Tuesday, June 28, 2005
How to not spend all your money shopping in Napa
Let others shop for jewels or perfume on their birthdays, I like grocery shopping. Especially when I'm not looking for anything in particular. For me, going to an unfamiliar grocery store is like visiting another country, you just don't know what exotic things you'll discover. So on my recent trip up to Napa I stopped in to several stores including the Oakville Grocery, Sunshine Foods and Dean & Deluca.
At Oakville Grocery they were very kind to even let me in the door because it was just five minutes until closing time.
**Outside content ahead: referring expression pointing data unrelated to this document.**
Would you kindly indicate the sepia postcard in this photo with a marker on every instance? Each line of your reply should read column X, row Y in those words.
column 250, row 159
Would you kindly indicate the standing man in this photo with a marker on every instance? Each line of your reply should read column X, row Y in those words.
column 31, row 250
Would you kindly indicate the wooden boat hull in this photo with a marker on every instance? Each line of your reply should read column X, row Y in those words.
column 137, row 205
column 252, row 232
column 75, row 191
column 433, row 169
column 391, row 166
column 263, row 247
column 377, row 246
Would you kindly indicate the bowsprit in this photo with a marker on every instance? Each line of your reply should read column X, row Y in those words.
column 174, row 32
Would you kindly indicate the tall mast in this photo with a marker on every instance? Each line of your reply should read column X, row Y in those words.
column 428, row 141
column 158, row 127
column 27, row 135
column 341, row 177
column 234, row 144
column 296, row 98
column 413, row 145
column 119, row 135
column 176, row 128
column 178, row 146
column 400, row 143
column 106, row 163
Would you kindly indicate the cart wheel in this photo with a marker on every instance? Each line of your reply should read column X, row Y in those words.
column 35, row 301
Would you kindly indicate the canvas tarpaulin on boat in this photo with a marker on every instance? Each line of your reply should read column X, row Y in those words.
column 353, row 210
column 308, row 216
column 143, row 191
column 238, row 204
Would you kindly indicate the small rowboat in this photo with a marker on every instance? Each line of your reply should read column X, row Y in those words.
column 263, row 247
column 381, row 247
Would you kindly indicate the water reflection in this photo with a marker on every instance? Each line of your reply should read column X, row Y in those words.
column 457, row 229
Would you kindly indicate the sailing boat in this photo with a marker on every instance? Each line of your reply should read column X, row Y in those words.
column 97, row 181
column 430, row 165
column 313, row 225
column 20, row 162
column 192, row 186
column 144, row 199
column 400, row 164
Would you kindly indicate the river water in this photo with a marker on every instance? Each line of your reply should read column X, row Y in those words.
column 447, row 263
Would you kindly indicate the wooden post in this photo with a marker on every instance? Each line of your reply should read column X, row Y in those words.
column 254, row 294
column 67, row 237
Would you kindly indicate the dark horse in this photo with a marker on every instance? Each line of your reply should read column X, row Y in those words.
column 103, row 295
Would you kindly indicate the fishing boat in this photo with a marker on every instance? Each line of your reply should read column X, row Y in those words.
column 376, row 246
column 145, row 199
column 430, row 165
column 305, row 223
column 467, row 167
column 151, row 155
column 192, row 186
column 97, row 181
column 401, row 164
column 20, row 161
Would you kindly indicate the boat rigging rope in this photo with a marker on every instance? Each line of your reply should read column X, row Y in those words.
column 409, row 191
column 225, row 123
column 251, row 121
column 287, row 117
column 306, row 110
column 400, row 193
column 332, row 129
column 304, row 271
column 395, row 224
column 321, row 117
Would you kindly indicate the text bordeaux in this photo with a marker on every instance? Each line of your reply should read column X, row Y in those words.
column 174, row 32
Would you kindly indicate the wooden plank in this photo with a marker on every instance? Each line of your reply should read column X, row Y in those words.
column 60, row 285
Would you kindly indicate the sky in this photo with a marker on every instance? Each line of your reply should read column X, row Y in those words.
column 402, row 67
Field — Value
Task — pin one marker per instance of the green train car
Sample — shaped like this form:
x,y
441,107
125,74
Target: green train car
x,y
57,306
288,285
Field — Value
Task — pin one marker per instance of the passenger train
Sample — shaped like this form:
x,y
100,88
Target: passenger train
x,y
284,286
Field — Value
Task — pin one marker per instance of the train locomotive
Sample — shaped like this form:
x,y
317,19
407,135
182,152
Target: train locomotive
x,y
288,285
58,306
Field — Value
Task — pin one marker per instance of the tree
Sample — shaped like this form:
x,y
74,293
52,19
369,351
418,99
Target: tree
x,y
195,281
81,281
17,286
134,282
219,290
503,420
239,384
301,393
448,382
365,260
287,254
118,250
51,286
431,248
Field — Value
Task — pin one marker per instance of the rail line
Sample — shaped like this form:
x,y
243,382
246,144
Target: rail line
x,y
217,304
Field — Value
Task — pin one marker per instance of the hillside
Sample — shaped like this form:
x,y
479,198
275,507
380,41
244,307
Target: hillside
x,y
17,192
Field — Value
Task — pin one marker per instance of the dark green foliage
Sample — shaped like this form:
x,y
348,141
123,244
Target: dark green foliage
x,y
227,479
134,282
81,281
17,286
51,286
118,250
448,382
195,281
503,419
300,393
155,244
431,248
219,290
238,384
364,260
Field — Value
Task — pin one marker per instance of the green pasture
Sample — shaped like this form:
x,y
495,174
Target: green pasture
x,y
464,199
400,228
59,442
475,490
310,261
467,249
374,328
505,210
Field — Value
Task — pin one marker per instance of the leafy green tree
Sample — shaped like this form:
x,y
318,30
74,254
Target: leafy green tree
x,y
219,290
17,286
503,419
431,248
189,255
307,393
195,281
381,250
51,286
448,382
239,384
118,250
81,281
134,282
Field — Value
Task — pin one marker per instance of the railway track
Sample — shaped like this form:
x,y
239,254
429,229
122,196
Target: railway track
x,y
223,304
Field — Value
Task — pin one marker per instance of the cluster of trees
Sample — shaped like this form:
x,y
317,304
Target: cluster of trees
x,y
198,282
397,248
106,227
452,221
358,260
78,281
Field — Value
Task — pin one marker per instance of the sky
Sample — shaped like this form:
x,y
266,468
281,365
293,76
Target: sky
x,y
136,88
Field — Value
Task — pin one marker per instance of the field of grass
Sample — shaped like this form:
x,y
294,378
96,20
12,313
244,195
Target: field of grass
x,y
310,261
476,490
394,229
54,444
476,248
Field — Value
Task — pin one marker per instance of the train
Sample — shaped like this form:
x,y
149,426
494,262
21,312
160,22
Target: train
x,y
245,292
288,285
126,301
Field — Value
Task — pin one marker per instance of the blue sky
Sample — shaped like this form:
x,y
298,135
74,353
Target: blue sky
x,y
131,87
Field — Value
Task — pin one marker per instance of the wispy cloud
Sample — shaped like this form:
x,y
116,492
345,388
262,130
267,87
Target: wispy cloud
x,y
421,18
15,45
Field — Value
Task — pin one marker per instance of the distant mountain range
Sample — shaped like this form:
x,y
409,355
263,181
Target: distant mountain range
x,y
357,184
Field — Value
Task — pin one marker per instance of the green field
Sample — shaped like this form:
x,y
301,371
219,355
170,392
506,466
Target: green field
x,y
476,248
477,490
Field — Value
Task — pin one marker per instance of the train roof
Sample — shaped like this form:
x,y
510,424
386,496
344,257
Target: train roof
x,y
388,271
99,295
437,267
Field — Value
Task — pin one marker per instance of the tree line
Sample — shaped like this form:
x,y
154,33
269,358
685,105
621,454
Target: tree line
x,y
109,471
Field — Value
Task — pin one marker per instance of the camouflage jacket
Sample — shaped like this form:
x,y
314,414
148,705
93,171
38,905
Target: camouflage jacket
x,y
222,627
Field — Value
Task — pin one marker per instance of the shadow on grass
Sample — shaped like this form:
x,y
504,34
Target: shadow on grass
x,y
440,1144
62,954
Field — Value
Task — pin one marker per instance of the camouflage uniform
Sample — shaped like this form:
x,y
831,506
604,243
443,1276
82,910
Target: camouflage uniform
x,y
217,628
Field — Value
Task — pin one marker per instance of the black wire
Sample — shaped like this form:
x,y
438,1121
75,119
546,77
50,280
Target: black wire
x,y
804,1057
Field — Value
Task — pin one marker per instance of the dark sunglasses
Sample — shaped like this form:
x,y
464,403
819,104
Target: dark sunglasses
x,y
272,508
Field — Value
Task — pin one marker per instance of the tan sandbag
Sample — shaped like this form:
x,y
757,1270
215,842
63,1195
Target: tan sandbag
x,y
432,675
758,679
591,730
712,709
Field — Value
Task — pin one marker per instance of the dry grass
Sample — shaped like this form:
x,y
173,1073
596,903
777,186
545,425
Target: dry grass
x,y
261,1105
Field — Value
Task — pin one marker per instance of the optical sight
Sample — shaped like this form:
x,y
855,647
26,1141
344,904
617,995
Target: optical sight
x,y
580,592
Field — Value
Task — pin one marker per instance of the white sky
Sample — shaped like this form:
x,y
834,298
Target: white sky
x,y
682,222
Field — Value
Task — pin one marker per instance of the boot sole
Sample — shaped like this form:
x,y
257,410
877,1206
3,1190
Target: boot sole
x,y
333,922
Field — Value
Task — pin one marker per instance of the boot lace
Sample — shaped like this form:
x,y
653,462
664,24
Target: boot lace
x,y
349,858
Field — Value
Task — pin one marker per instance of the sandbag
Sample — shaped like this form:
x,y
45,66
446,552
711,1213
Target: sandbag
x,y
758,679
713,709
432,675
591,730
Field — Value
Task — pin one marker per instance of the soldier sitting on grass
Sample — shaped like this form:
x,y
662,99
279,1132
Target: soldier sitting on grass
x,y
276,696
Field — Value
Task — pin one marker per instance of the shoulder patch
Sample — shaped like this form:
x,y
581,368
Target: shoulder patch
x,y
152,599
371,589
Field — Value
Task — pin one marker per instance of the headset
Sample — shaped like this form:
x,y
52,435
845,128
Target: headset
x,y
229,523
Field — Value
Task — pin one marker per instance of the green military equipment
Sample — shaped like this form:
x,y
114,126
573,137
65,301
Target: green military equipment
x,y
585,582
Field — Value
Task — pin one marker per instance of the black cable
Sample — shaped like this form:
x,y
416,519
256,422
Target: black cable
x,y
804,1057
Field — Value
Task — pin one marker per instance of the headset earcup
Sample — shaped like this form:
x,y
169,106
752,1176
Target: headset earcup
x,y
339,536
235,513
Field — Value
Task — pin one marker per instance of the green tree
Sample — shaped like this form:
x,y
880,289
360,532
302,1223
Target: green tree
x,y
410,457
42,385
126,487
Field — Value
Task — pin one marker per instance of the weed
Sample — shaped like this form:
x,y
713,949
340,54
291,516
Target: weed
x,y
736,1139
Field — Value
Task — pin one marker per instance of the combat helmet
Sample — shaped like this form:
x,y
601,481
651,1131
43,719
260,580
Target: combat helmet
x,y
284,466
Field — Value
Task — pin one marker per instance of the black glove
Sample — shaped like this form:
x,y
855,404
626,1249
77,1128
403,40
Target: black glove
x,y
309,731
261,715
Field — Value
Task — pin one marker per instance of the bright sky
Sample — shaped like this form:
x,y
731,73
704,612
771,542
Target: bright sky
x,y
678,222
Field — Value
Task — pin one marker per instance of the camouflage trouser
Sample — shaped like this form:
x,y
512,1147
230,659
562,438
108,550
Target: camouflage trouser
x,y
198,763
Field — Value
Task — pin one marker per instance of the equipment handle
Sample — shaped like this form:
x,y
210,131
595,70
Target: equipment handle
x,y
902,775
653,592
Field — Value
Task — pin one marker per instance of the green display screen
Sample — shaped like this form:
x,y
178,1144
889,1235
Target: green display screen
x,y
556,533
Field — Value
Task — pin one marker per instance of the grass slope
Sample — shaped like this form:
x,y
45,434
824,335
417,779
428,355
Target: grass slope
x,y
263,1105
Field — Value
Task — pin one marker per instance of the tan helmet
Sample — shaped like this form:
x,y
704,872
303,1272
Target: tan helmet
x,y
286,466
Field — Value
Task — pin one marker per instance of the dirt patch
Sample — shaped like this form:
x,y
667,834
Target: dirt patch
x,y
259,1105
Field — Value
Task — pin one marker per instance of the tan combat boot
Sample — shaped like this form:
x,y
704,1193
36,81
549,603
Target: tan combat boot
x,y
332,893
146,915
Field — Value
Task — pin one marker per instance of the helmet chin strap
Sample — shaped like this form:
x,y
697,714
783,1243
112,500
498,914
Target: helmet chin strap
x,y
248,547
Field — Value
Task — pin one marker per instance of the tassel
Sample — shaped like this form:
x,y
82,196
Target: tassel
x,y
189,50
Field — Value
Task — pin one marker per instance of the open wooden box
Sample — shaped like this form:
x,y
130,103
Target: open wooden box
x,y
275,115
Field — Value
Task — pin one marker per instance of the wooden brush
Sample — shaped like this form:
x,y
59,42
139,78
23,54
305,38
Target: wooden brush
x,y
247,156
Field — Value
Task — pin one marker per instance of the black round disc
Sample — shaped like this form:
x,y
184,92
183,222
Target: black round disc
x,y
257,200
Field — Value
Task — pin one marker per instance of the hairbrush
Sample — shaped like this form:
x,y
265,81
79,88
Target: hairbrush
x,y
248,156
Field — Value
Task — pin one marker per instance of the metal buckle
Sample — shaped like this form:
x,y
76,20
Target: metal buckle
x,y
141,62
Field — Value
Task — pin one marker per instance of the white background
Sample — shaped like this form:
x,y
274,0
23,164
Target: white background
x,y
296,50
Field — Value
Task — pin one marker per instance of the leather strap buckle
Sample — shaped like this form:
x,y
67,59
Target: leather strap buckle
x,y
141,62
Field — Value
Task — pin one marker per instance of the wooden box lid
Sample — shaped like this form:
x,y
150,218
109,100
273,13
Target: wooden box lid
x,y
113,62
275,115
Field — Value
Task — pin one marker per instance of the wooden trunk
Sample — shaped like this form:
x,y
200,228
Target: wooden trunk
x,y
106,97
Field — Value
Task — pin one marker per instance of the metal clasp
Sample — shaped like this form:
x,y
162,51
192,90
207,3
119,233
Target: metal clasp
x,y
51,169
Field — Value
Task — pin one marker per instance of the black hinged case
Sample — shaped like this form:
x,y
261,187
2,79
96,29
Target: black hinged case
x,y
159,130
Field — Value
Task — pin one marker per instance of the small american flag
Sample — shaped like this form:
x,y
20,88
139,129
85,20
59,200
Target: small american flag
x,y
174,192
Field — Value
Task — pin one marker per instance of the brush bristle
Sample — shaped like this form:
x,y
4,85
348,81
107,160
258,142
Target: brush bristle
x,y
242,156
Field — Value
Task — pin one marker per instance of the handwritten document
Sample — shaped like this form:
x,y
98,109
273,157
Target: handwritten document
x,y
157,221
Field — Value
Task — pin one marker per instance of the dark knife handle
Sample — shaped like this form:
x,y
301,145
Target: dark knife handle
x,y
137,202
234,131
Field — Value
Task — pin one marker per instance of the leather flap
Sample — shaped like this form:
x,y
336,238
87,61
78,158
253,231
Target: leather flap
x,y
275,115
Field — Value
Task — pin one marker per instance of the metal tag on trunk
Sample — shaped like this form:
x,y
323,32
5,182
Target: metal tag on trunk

A quick peek around, some oohing and ahhing over mustards, jams and little snacky crackers and a chat with the cashier about the opening of their new store at the Cannery (September so I was told) and I was out the door without even spending a dime.
Further up the valley we bumped into some friends from Benicia who told us not to miss Sunshine Foods so we headed right there. We found a very upscale grocery store with a luscious cheese selection and the wafting scent of garlic from the deli counter. In general the prices were outrageous. Lovely produce but really, $1.89 per pound for green peppers? Dried Morels, $140 per pound? Still I found several items to pick up there including very reasonably priced buckwheat pancake mix, cupcake liners, cocoa nibs and powdered buttermilk.
Last but not least, Dean & Deluca, the grand New York retailer that also found a foothold in the Napa Valley, just outside St. Helena. This is a gourmet mecca of sorts but tough on the pocketbook. Still I managed to find three savory items that set me back less than $15. How is this possible I can hear you asking. Well, I'll tell you.
First off, capers. I got used to using the salt packed variety when I lived in Italy. As long as you soak them they are not too salty and have a much better texture than the water-logged brined type. They are expensive, but not if you buy them bulk; around four ounces only cost me $4 and will last ages.
Second Virgina Peanuts. I tried these in a tasting at the Fancy Food Show last year and they really were the best. Only $5 for a nine ounce can. These are super crispy, fresh and just plain yummy. Even if you think you don't like peanuts, I promise you'll like these.
Finally Maldon Sea Salt. Sure it's pricey, $5 for 8.5 ounces, but not as bad as some and it has a milder saltiness so you supposedly use less. It's the soft flaky texture that I love about it, perfect sprinkled on foods right before serving them, like a sliced tomato salad. Or when you want to feel the crunch of salt on your tongue. Perhaps on top of a chocolate or caramel dessert? I leave that up to your imagination.
So there you have it, my shopping report. Undoubtedly you shall meet many of these ingredients again in future posts and recipes.